Sgt. Largent":34ugg2tj said:The data is out there, and it isn't good. Teams that break the bank giving their "elite" QB's huge extensions have't fared well after trying to piece together a SB caliber roster with their QB soaking up almost 20% of the cap.
Can you specify what this means? The data set is very limited on this and Matt Ryan was as close as can be to winning with a 16%+ cap hit. Do we think Atlanta blew that b/c they could have signed 1 more bench guy for 500k if Ryan had gone under 15%? I don't. Out of the divisional round playoff teams (top 8 teams) last year 4 spent over 12.9% on QB. ATL, MIN, NO and PIT. Did those 4 teams have teams good enough to contend? Because that should be the question not 'Did they win the SB?'. Limiting it to just the SB winner shrinks the data set too much to make any even halfway good causation analysis. Wilson for instance in the back end of his current contract only gets up to 13.5%. No crazy aberration as it relates to the % of high quality playoff teams.

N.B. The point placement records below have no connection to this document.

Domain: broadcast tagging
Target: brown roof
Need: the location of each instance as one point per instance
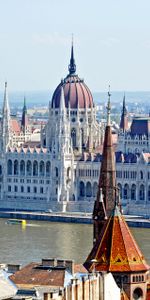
(124, 295)
(32, 275)
(15, 127)
(116, 250)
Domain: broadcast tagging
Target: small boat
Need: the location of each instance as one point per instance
(16, 222)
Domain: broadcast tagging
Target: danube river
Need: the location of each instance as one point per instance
(44, 239)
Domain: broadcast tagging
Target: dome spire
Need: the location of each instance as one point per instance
(72, 65)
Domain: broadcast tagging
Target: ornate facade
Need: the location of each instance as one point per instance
(62, 170)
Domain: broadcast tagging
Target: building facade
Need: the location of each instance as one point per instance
(61, 171)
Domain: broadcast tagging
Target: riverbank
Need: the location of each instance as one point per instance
(81, 218)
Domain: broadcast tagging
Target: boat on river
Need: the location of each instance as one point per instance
(16, 222)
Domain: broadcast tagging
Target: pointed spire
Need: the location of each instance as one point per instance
(124, 118)
(108, 107)
(107, 181)
(24, 121)
(62, 101)
(72, 65)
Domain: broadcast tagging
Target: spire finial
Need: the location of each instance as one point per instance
(108, 107)
(72, 65)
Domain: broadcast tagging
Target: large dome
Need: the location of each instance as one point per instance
(76, 93)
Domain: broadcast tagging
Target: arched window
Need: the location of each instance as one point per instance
(35, 168)
(138, 294)
(133, 192)
(73, 137)
(142, 192)
(9, 167)
(16, 167)
(56, 172)
(120, 189)
(88, 189)
(42, 168)
(22, 168)
(82, 137)
(69, 173)
(141, 174)
(95, 188)
(126, 191)
(29, 168)
(82, 189)
(149, 193)
(48, 165)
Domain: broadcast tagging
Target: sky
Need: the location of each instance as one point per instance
(111, 43)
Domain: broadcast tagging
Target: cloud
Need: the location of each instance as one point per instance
(110, 41)
(51, 39)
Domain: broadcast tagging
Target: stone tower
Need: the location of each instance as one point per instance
(107, 187)
(6, 133)
(124, 117)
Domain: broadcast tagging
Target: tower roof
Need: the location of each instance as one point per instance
(116, 250)
(76, 92)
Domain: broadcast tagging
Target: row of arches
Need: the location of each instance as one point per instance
(28, 168)
(133, 192)
(87, 189)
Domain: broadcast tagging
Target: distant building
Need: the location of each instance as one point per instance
(63, 280)
(57, 166)
(114, 248)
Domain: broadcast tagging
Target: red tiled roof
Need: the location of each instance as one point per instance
(124, 296)
(15, 127)
(116, 250)
(31, 276)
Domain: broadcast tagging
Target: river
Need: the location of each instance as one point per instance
(44, 240)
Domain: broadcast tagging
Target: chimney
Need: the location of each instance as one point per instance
(12, 268)
(52, 262)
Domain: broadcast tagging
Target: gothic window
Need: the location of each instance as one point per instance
(82, 189)
(22, 168)
(73, 137)
(28, 189)
(41, 190)
(42, 168)
(141, 175)
(138, 294)
(16, 188)
(35, 168)
(95, 187)
(9, 188)
(149, 193)
(35, 189)
(120, 189)
(16, 167)
(29, 168)
(133, 192)
(82, 137)
(48, 168)
(142, 192)
(9, 167)
(126, 191)
(56, 172)
(22, 189)
(88, 189)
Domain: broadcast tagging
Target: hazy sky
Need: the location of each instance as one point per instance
(111, 43)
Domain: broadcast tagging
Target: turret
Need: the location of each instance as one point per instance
(5, 121)
(107, 181)
(24, 121)
(124, 118)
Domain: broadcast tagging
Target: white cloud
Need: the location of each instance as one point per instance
(51, 39)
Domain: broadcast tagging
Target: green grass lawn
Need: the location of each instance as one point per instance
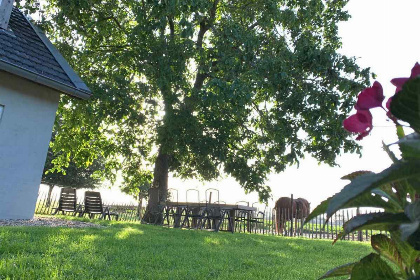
(134, 251)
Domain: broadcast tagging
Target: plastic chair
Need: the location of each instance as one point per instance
(193, 215)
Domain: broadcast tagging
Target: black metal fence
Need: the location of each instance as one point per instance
(287, 224)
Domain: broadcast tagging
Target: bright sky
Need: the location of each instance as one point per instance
(382, 34)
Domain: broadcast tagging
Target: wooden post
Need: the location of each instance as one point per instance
(359, 233)
(6, 7)
(291, 215)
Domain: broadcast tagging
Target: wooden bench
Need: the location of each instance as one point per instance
(94, 206)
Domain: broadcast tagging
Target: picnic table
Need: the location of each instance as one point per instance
(229, 210)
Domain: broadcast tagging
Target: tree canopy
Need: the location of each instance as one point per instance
(203, 87)
(71, 176)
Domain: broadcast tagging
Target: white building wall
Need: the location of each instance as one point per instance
(25, 132)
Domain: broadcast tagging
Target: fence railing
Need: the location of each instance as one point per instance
(285, 221)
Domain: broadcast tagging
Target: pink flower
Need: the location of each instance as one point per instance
(360, 123)
(388, 103)
(399, 82)
(370, 97)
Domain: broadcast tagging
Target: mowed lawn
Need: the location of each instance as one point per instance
(133, 251)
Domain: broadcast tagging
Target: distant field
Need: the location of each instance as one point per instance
(133, 251)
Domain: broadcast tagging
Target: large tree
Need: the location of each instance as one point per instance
(200, 87)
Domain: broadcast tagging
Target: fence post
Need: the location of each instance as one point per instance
(291, 215)
(359, 233)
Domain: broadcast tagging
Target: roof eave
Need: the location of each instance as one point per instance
(45, 81)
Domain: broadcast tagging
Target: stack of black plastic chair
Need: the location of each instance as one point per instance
(192, 214)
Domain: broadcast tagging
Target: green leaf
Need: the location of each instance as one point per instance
(339, 271)
(389, 152)
(408, 229)
(372, 267)
(374, 221)
(387, 248)
(355, 174)
(364, 200)
(366, 183)
(412, 140)
(413, 211)
(405, 104)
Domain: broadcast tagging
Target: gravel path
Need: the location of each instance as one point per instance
(48, 222)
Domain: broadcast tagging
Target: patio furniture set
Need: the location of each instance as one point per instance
(215, 216)
(92, 204)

The year before 6 of the top 8 teams had over 12.6% QB cap hits and ATL who were up 28-3 had the highest hit at 16.6%.
I'm not saying paying a QB big dollars doesn't hurt, but when you refer directly to "data" I just wish it was made more specific what you mean because it makes it sound real official but then didn't actually state what you meant or what the data was.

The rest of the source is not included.